I did run across a jigsaw puzzle at the store yesterday. We used to have a sunroom with a table we could set up the puzzle on, and he and I would work short stretches together on it. Good times! I think after our son leaves to go back to school that we may be able to co-opt the dinner table for it, and I'm hoping that space will be large enough. Just a suggestion to others- jigsaw puzzles seem to be the kind of precise, repetitive, mindful thing that appeals, plus there's the bonus that its a joint activity. There's no room for the rest of our loved hobbies which were joint activities, so we are limited. Unless you count canoodling. We are always up for canoodling, but there's only so much of that you can do! ;). (The value of canoodling: a post for another day! Lol)

The most valuable reminder for me is that if I want to see him I have to go to his territory. There's literally no room for two - his workspace is a path he's cleared about two feet side by six feet long between the boxes, but I was able to clear off and perch on my sons weight bench, and yesterday I went out to read the paper there. That used to be one of our daily rituals before our schedule was destroyed. After awhile he did come join me. It was as close to normal as it has been in over six months, and that was blessed. I still dislike it out there. It feels very claustrophobic and jumbled to me, but you all are right to say I have to go to him if I want him. He's worth it to me.

And Steve...for what it's worth? You were right on another count too. Sometimes a dodge IS a dodge. I found out that the night in question was because he was mad at me, so he did that one on purpose. An, the values of communication! Once we got the butthurt out of the way and could discuss it rationally, he was able to grasp that I was having an anxiety attack that night and had come for help, and I was able to hear that he'd never got that message and assumed I was just being a pain in the neck.

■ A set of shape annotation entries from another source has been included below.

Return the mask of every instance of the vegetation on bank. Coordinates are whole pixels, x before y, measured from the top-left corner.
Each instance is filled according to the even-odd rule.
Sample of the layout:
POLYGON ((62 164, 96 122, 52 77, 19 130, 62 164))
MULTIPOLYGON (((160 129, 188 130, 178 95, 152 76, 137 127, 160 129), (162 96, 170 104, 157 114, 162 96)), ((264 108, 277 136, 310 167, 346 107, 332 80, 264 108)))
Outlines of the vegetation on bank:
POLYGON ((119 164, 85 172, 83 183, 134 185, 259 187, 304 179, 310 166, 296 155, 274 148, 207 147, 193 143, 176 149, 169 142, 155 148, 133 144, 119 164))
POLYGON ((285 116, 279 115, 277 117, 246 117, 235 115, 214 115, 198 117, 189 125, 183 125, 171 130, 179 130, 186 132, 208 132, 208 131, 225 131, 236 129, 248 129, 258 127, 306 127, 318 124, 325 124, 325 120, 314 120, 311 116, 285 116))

Here's a piece of advice we concluded after that conversation - PWP and others alike, nobody likes to try to read minds. Many things can be avoided entirely with honest communication. That also includes being receptive enough to hear what the other person is saying. I think even the closest couples in the world have to work on that continually. It's even harder for PD couples, who have to work around a disease that disrupts the process.

Thank you all again. Crisis averted and many lessons learned, as usual.